Quebec elementary students return to class, but questions remain about safety
Quebec frustrated some health professionals by refusing to expand use of air purifiers in classrooms
Elementary schools in Quebec are reopening today with new infection control measures in place, but unions, parents and experts are worried the government still isn't doing enough to keep classrooms safe from COVID-19.
Students in elementary school will now be required to wear masks in hallways, common spaces and buses. Those in Grades 5 and 6 will also have to wear a mask inside their classrooms.
Quebec announced the changes last week, part of the latest round of public health rules aimed at stemming the tide of infections.
At the current pace, infections and hospitalizations are threatening to overrun the provincial health-care system, which is already struggling to find extra capacity to deal with the onslaught of new cases.
The situation is sufficiently dire that Premier François Legault took the extraordinary step of imposing a provincewide curfew, which began Saturday, and extending the closure of non-essential retail stores.

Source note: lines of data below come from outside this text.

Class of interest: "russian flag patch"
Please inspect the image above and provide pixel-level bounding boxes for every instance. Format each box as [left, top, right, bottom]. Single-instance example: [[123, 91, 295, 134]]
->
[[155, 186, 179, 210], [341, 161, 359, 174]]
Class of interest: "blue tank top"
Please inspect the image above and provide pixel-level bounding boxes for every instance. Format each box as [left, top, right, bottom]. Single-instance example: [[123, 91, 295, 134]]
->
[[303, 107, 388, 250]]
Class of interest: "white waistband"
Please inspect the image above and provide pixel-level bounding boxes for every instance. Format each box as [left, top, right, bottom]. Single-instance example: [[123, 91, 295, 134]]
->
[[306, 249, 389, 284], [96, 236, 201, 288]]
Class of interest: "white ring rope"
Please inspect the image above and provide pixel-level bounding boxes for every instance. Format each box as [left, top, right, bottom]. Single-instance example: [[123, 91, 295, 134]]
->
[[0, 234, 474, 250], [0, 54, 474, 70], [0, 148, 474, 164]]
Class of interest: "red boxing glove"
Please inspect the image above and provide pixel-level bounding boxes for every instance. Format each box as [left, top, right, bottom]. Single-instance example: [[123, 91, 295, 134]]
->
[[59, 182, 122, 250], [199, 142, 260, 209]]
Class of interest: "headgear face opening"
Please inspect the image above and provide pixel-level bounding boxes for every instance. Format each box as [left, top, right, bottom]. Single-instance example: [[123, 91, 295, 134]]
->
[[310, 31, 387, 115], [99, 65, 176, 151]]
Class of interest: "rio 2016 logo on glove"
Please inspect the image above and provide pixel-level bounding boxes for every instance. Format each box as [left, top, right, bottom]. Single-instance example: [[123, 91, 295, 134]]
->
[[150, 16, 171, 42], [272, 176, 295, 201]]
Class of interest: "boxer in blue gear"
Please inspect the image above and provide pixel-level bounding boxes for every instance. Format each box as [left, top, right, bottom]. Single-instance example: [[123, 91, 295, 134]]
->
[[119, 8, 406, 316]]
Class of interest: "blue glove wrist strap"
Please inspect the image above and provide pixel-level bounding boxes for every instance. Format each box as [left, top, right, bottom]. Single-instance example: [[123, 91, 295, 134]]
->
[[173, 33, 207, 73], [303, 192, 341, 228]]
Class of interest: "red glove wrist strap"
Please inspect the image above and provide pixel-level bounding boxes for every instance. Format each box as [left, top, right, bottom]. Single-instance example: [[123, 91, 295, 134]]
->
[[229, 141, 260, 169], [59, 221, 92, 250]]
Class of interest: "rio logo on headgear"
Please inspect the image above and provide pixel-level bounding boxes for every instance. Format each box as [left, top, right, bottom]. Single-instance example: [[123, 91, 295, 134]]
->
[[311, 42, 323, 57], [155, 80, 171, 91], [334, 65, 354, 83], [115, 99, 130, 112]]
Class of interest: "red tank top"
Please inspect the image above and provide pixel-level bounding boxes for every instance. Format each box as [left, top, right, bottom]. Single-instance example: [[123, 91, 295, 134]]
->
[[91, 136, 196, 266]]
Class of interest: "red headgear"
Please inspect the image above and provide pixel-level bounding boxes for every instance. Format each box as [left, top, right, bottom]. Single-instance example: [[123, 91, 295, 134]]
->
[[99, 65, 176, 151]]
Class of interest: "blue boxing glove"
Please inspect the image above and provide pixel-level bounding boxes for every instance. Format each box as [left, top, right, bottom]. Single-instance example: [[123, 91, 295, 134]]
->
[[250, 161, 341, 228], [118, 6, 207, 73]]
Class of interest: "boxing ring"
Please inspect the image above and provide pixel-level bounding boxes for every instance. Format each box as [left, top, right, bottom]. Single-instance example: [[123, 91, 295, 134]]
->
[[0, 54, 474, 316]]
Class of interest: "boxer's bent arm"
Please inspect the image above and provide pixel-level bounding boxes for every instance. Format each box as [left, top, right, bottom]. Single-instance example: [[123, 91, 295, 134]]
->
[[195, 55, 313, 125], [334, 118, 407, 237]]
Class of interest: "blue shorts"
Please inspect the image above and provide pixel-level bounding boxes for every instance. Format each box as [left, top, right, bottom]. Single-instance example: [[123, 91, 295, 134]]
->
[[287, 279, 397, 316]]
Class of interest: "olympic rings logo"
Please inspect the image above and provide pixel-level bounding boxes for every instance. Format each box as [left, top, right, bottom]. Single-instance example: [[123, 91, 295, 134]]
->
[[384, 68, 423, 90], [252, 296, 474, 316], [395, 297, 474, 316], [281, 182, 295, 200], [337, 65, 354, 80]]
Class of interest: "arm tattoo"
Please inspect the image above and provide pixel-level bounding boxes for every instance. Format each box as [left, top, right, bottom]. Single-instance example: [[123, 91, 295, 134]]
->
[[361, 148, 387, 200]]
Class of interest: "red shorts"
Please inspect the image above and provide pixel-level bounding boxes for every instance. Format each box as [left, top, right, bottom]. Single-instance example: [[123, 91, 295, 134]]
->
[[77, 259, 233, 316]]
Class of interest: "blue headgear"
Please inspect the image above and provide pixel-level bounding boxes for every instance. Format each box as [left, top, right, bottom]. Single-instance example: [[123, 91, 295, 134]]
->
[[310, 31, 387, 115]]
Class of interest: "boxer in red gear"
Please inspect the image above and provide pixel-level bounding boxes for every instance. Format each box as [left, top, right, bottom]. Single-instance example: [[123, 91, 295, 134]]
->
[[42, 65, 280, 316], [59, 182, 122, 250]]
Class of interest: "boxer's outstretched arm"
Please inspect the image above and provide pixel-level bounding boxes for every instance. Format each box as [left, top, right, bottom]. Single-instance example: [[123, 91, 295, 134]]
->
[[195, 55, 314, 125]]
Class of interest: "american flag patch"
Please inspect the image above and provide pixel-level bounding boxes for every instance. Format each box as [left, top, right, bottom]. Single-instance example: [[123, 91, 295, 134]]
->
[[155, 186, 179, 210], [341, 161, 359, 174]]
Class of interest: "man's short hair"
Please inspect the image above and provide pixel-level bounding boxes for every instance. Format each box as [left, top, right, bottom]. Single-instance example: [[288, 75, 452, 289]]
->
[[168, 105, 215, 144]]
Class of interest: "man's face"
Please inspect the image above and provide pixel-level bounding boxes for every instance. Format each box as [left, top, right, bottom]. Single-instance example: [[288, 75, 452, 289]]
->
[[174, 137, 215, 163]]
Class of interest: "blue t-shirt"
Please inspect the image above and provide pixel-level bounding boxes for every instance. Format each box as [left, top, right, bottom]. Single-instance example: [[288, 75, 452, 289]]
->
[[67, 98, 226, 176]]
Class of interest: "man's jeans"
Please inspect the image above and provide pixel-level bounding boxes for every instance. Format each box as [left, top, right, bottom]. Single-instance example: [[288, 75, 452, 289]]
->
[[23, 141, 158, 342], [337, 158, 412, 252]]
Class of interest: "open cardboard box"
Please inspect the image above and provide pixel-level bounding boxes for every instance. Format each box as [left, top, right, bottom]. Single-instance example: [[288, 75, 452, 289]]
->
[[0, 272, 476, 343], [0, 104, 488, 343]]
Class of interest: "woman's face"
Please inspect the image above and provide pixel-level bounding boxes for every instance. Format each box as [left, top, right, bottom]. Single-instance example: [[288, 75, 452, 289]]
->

Since the start of the second wave, more than 21,000 students and teachers have tested positive for COVID-19.
Elementary classes are resuming in-person on Monday after a week of online learning. High school students will continue learning online for another week before in-person classes resume on Jan. 18.
But so far Legault's government has resisted using extended school closures as a means of bringing the second wave under control.
Controversy over air purifiers
Education Minister Jean-François Roberge said extending the mask mandate to elementary students will help limit the number of new infections at schools.
At the same time, though, Roberge opted not to implement a number of other measures that have been used elsewhere.
Most controversial was his decision to forgo installing air purifiers in classrooms across the province, a tool advocates believe is essential to combating aerosol transmission of COVID-19.
Roberge's decision was based on recommendations from public health officials, who claim air purifiers are too complicated to install in classrooms and not efficient enough to be of much use.
That angered members of COVID-STOP, a group of health professionals that has been pushing the government to take aerosol transmission more seriously, especially in schools.
The public health recommendations on air purifiers are out of step with a growing body of international scientific evidence, said Nancy Delagrave, the group's scientific director.
"I'm surprised we're still have this debate in Quebec," she said. "We feel that Public Health needs to have a more multi-disciplinary point of view."
One of Quebec's largest teachers' unions is also urging Roberge to reconsider the value of air purifiers.
"I think he's jumping to conclusions too quickly," Sonia Ethier, who heads the Centrale des syndicats du Québec, a public-sector union that represents around 65,000 teachers in the province.
She dismissed some of the minister's reasons for rejecting air purifiers, such as noise levels, and said teachers could easily be instructed on where to place them.
The minister's arguments against purifiers, she said, "were stitched together with a big white thread."
Dr. Matthew Oughton, an infectious disease specialist at Montreal's Jewish General Hospital, said the science surrounding ventilation and COVID-19 is complicated.
It's not uncommon for different experts to draw different conclusions from the same set of data, he said.
But he acknowledged that air purifiers could contribute to lowering infections in schools, especially if combined with other public health measures.
One option is reducing class sizes. This could be achieved by allowing parents to keep their children at home and learn online, a policy adopted by Ontario at the outset of the school year.
The CSQ teacher union is proposing cutting class sizes in half by alternating the days students attend school in-person, which is already done in some high schools.
"You could argue air purifiers can be used as a temporary bridging measure, on top of other measures, such as everyone masking, trying to improve distancing in classrooms and making sure there is easy access to hand sanitizers," Oughton said.
Without a wider range of protective measures in place, though, and with infection rates still sky high, many parents are anxious about sending their children back into classrooms.
Berta Ricciuti, a Montreal high school teacher and mother of four, said she was "absolutely not comfortable" with her daughter starting class on Monday and wants continued access to online learning.
"[Legault] should give us the choice," she said Sunday. "We are better placed to judge the well-being of our children."